As educators and policy makers know, one of the most significant challenges to educational achievement is language barriers particularly a problem when students take their homework (which is written in English) home to non-English speaking households. Greater parental engagement in their children’s education is hard enough, but when the students are learning in a language that is not spoken at home it makes it virtually impossible to generate significant parental involvement.
In Bridgeport 40% of the students go home to a non-English speaking home. That percentage increases to 44.7% in Hartford and in New Haven the percent of students coming from non-English speaking homes is 28.6%
In Connecticut, charter schools are required to ensure equal access to their schools. Efforts must be made to recruit students from all racial and ethnic backgrounds and admission tests can’t be used. In fact, entrance decisions must include a blind lottery system. So that said, compare the percentage of students from non-English speaking homes with the numbers the charter school have reported to the State Department of Education:
School (% students from non-English speaking homes)
Bridgeport Public Schools (40%)
Achievement First – Bridgeport Academy (0.6%)
The Bridge Academy (14.9%)
New Beginnings (0%)
Park City Prep (0%)
HartfordPublic Schools (44.7% )
Achievement First – Hartford (0%)
Jumoke (0%)
New HavenPublic Schools (28.6%)
Achievement First – Amistad (0%)
Achievement First – Elm City Prep (0%)
Common Ground School (4.6%)
Highville Charter (0%)
The data is certainly unsettling.

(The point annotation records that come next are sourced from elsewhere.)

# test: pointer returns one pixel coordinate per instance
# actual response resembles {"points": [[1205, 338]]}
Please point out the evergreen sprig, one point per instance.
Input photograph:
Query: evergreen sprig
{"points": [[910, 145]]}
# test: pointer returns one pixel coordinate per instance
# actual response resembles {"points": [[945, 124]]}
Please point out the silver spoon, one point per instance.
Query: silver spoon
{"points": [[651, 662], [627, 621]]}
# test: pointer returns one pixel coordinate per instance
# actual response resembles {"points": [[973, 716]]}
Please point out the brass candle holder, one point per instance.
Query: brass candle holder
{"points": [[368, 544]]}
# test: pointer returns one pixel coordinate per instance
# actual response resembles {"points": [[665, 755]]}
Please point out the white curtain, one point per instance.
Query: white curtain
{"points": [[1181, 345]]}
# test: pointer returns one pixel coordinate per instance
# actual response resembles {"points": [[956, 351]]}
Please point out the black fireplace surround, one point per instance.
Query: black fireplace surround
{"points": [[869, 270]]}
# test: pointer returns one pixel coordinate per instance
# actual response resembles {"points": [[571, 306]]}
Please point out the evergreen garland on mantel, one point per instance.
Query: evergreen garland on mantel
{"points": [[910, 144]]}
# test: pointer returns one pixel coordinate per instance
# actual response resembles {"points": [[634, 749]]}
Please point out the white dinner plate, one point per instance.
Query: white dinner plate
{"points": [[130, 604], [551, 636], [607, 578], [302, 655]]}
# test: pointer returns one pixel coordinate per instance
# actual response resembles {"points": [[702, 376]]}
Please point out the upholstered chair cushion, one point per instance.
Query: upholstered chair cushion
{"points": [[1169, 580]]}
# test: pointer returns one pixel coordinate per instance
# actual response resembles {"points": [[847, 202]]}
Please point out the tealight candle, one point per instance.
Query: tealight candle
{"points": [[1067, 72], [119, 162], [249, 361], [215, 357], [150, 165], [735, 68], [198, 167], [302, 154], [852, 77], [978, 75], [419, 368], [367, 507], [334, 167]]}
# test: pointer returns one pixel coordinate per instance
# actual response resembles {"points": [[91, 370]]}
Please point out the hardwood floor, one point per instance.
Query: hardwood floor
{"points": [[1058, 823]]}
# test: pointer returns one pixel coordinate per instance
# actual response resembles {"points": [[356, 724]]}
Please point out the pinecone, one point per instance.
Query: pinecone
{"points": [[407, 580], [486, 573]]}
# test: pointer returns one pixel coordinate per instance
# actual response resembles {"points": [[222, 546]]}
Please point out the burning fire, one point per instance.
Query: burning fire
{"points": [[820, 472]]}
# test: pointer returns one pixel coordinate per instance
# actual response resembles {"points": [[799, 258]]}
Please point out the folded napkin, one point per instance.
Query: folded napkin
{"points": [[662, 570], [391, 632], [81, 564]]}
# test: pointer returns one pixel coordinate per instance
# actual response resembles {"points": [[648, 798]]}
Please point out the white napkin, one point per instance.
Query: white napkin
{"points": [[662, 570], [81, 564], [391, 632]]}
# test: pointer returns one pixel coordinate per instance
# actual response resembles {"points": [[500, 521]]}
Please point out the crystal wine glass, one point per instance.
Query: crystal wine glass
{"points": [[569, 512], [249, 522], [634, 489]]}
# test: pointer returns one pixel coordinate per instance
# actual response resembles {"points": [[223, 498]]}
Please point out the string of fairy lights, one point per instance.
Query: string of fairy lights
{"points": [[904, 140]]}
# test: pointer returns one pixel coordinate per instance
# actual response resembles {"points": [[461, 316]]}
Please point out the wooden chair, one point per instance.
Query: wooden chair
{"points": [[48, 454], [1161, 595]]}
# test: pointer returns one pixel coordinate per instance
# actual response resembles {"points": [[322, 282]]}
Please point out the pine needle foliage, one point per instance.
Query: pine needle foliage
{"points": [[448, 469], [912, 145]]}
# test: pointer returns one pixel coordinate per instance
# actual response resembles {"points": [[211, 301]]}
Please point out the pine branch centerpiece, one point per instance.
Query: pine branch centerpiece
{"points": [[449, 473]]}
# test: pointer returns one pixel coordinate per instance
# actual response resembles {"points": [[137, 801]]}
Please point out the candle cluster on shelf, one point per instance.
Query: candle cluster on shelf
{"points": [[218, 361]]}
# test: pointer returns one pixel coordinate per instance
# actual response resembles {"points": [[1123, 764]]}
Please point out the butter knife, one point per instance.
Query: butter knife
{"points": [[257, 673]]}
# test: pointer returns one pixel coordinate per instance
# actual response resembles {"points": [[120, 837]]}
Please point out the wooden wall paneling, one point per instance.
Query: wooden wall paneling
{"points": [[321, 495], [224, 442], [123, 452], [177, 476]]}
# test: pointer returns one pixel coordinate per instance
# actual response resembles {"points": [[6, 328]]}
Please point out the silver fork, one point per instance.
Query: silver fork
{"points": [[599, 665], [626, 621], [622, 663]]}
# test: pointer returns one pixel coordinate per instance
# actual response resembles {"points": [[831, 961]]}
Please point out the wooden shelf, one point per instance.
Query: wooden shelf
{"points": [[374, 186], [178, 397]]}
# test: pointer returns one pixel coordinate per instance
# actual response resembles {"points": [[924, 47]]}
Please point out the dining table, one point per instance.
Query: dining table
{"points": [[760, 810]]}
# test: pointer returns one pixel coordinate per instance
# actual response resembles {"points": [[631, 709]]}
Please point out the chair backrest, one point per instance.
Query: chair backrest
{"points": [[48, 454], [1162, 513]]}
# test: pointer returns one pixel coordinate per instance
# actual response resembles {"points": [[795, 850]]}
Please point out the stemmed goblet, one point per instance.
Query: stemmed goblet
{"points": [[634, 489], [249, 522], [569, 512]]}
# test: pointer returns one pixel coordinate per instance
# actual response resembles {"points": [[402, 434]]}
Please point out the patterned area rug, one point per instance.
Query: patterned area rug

If Connecticut’s publically funded charter schools are supposed to be equally accessible to all and up to 4 in 10 students from those areas come from non-English speaking households then it is pretty unbelievable and completely unconscionable that almost no charter school students come from non-English speaking households.
There is no question that the concept of charter schools is politically very attractive, but the data raises very serious questions about Connecticut’s charter schools and Governor Malloy and the Connecticut General Assembly would do well to call a “time out” when it comes to on-going support for these schools and determine how to proceed considering these schools are creating greater racial isolation while failing to service the breadth of our city’s ethnic communities.